Norman Geras's writings on Marxist thought are appreciated for their clarity of presentation and power of argument. In this new book, he responds to two challenges facing socialists today: to remedy areas of theoretical deficiency, and to resist at the same time the less salutary pressures of intellectual fashion and reaction.
Discourses in Extremity first discusses the moral dimension of problems such as famine, injustice and tyranny, examining the balance of Marxism's strengths and weaknesses here by comparison with libertarian and liberal discourses. In a powerful new essay, Geras then exposes inadequacies in the socialist discussion of justifiable means of revolutionary change, suggesting as a remedy the need to learn from an alternative tradition of thought about human conflict. Geras engages both with classic statements of liberalism and socialism from Locke to Trotsky and with more recent argument by Steven Lukes, Robert Nozick, Peter Singer and Michael Walzer.

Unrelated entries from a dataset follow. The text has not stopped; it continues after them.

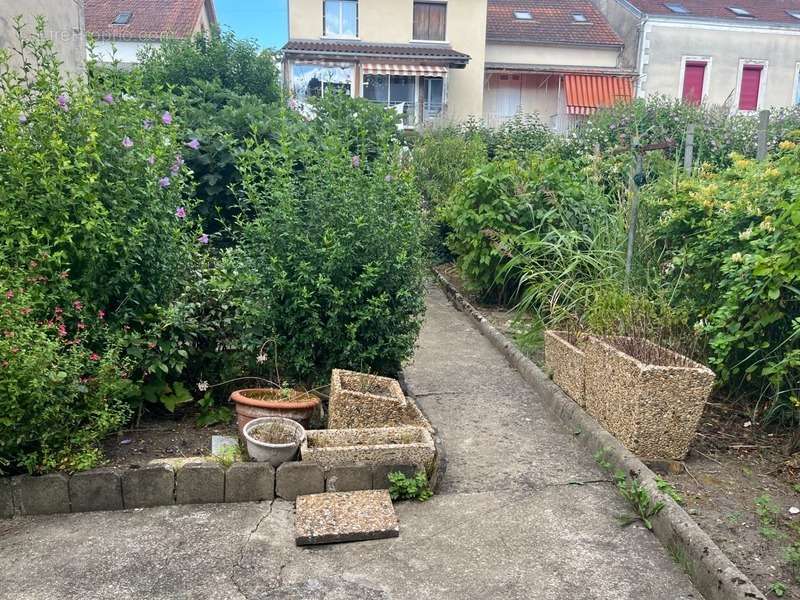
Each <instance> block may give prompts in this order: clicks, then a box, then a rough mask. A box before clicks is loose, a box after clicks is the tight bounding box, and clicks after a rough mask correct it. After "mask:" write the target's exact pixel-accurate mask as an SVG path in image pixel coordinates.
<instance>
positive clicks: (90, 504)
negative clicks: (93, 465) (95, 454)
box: [69, 469, 123, 512]
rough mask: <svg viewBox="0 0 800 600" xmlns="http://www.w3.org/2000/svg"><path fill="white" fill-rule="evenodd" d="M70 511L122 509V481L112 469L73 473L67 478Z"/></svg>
mask: <svg viewBox="0 0 800 600" xmlns="http://www.w3.org/2000/svg"><path fill="white" fill-rule="evenodd" d="M69 500H70V503H71V504H72V512H91V511H96V510H122V508H123V504H122V481H121V480H120V477H119V474H118V473H117V472H116V471H114V470H113V469H94V470H91V471H84V472H82V473H75V474H74V475H73V476H72V477H70V480H69Z"/></svg>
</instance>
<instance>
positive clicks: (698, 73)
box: [683, 61, 706, 104]
mask: <svg viewBox="0 0 800 600" xmlns="http://www.w3.org/2000/svg"><path fill="white" fill-rule="evenodd" d="M705 75H706V63H704V62H696V61H693V62H687V63H686V67H685V69H684V71H683V101H684V102H687V103H689V104H700V103H701V102H702V101H703V81H704V79H705Z"/></svg>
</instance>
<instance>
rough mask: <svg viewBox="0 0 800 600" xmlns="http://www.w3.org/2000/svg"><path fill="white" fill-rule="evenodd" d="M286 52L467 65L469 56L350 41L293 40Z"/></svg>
mask: <svg viewBox="0 0 800 600" xmlns="http://www.w3.org/2000/svg"><path fill="white" fill-rule="evenodd" d="M283 53H284V54H286V55H288V56H297V55H301V56H303V55H304V56H324V57H331V58H336V57H352V58H356V57H365V58H381V59H407V58H411V59H415V60H418V61H425V62H434V63H448V64H450V65H451V66H463V65H466V64H467V63H468V62H469V60H470V57H469V56H468V55H466V54H464V53H462V52H457V51H455V50H453V49H452V48H450V47H448V46H444V45H442V44H375V43H369V42H359V41H350V40H290V41H289V42H288V43H287V44H286V45H285V46H284V47H283Z"/></svg>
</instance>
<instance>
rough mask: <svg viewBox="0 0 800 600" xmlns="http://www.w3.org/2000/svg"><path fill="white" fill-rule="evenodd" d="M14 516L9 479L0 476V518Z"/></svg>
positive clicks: (12, 493) (13, 495) (10, 487)
mask: <svg viewBox="0 0 800 600" xmlns="http://www.w3.org/2000/svg"><path fill="white" fill-rule="evenodd" d="M13 516H14V494H13V492H12V491H11V479H10V478H8V477H3V478H0V519H10V518H11V517H13Z"/></svg>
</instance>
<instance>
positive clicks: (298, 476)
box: [275, 462, 325, 500]
mask: <svg viewBox="0 0 800 600" xmlns="http://www.w3.org/2000/svg"><path fill="white" fill-rule="evenodd" d="M324 491H325V472H324V471H323V470H322V467H320V466H319V465H312V464H308V463H303V462H288V463H283V464H282V465H281V466H280V467H278V470H277V471H276V472H275V495H276V496H278V497H279V498H283V499H284V500H295V499H296V498H297V497H298V496H307V495H309V494H321V493H323V492H324Z"/></svg>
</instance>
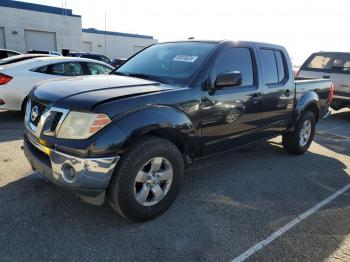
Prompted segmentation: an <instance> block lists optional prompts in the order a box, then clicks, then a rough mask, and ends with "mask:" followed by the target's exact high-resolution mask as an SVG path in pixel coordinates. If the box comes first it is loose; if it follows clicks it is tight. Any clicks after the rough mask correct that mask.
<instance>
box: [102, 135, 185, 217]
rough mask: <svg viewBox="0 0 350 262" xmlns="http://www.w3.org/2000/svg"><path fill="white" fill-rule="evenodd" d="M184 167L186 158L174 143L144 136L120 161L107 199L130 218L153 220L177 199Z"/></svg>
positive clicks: (132, 147)
mask: <svg viewBox="0 0 350 262" xmlns="http://www.w3.org/2000/svg"><path fill="white" fill-rule="evenodd" d="M183 170H184V160H183V157H182V155H181V152H180V151H179V149H178V148H177V147H176V146H175V145H174V144H172V143H171V142H169V141H167V140H165V139H161V138H157V137H151V136H149V137H144V138H142V139H141V140H140V141H138V142H137V143H136V144H135V145H134V146H132V148H130V150H128V151H127V152H126V153H125V155H124V156H123V158H122V159H121V160H120V163H119V164H118V167H117V169H116V170H115V174H114V175H113V177H112V180H111V182H110V185H109V187H108V189H107V200H108V202H109V204H110V205H111V206H112V208H114V209H115V210H116V211H117V212H118V213H119V214H120V215H122V216H124V217H126V218H128V219H131V220H134V221H145V220H149V219H152V218H154V217H156V216H159V215H161V214H162V213H164V212H165V211H166V210H167V209H168V208H169V207H170V206H171V204H172V203H173V202H174V200H175V198H176V196H177V194H178V192H179V189H180V186H181V182H182V179H183Z"/></svg>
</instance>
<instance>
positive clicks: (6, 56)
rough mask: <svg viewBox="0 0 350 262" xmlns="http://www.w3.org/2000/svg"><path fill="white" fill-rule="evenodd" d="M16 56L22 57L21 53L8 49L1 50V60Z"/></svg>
mask: <svg viewBox="0 0 350 262" xmlns="http://www.w3.org/2000/svg"><path fill="white" fill-rule="evenodd" d="M15 55H21V53H20V52H17V51H13V50H8V49H0V59H4V58H7V57H11V56H15Z"/></svg>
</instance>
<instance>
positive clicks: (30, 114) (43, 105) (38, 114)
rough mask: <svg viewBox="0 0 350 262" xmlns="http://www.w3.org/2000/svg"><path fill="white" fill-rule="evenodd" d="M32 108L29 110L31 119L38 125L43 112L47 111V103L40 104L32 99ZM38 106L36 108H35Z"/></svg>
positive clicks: (33, 123)
mask: <svg viewBox="0 0 350 262" xmlns="http://www.w3.org/2000/svg"><path fill="white" fill-rule="evenodd" d="M31 104H32V106H31V108H30V112H29V121H30V122H31V123H32V124H33V125H34V126H38V123H39V120H40V117H41V115H42V114H43V112H44V111H45V108H46V105H43V104H40V103H38V102H36V101H31ZM35 107H36V109H34V108H35Z"/></svg>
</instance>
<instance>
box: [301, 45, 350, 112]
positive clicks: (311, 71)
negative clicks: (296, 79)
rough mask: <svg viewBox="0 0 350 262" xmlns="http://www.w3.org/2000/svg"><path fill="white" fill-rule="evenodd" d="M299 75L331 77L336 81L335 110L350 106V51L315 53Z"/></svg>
mask: <svg viewBox="0 0 350 262" xmlns="http://www.w3.org/2000/svg"><path fill="white" fill-rule="evenodd" d="M297 75H298V76H300V77H312V78H325V79H330V80H331V81H332V82H333V83H334V99H333V101H332V104H331V107H332V108H333V109H334V110H340V109H342V108H345V107H350V53H345V52H317V53H313V54H312V55H310V57H309V58H308V59H306V61H305V63H304V64H303V65H302V66H301V68H300V70H299V72H298V73H297Z"/></svg>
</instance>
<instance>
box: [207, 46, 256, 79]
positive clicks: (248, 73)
mask: <svg viewBox="0 0 350 262" xmlns="http://www.w3.org/2000/svg"><path fill="white" fill-rule="evenodd" d="M230 71H239V72H241V74H242V85H243V86H250V85H253V84H254V72H253V62H252V56H251V52H250V50H249V48H241V47H233V48H229V49H226V50H225V51H224V52H222V53H221V54H220V55H219V57H218V58H217V59H216V62H215V65H214V69H213V79H214V80H215V79H216V77H217V76H218V75H219V74H221V73H224V72H230Z"/></svg>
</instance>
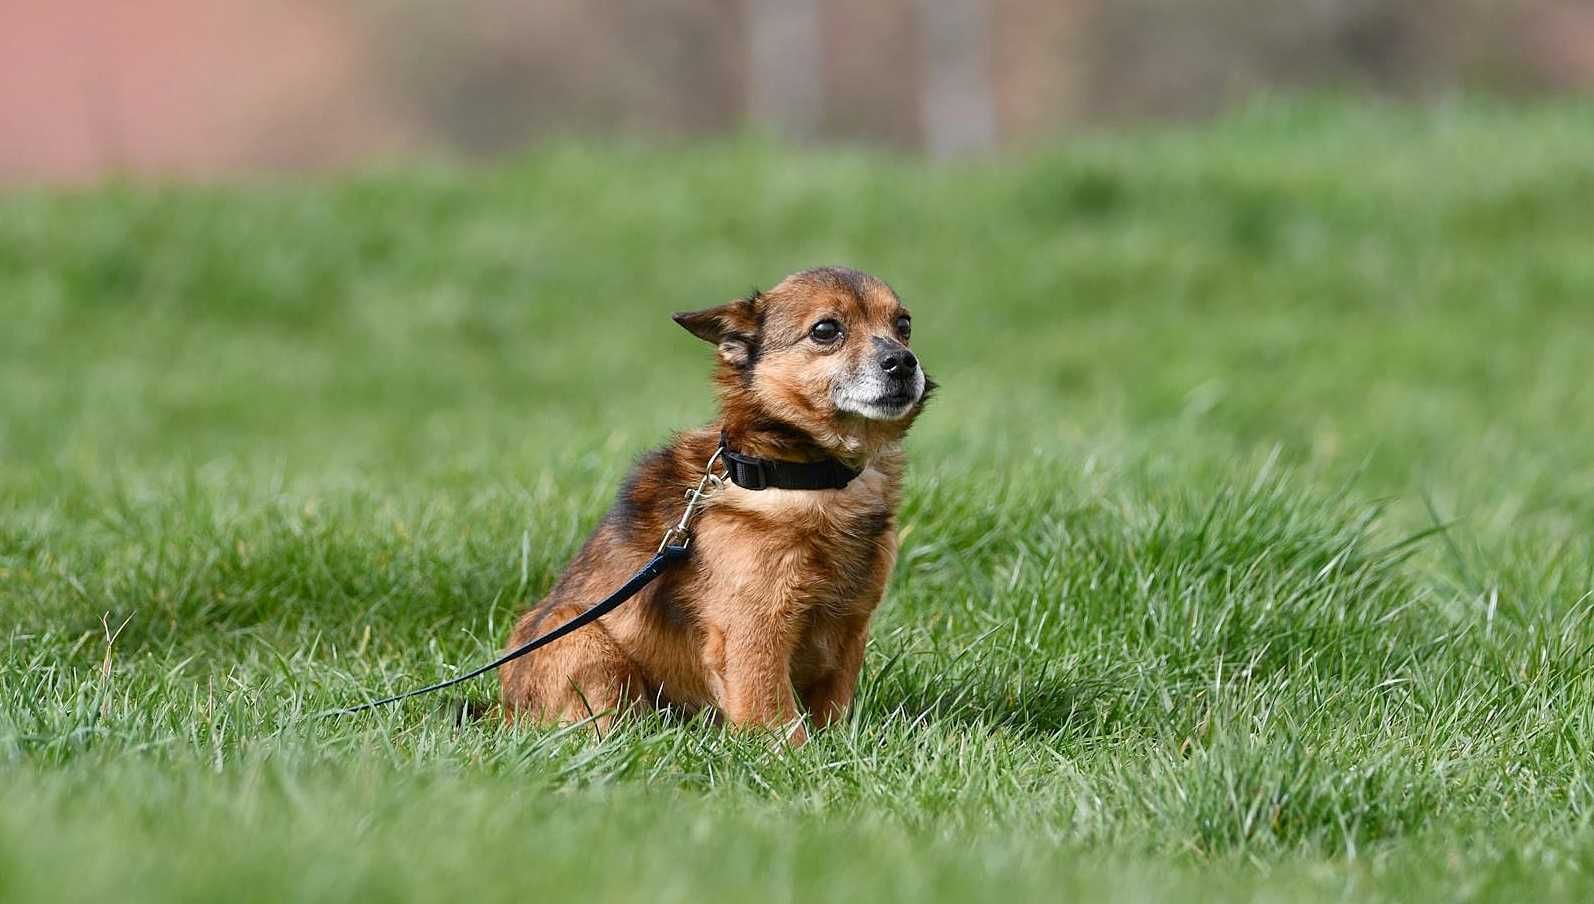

The second part of the volume enters a debate—over the status of Marxism and so-called 'post-Marxism'—that has aroused widespread interest. In a painstaking critique of ideas of Ernesto Laclau and Chantal Mouffe, Geras rebuts their account of the Marxist tradition and the discourse-based perspective they would have displace it, criticizing the arbitrariness and excess within their own discourse.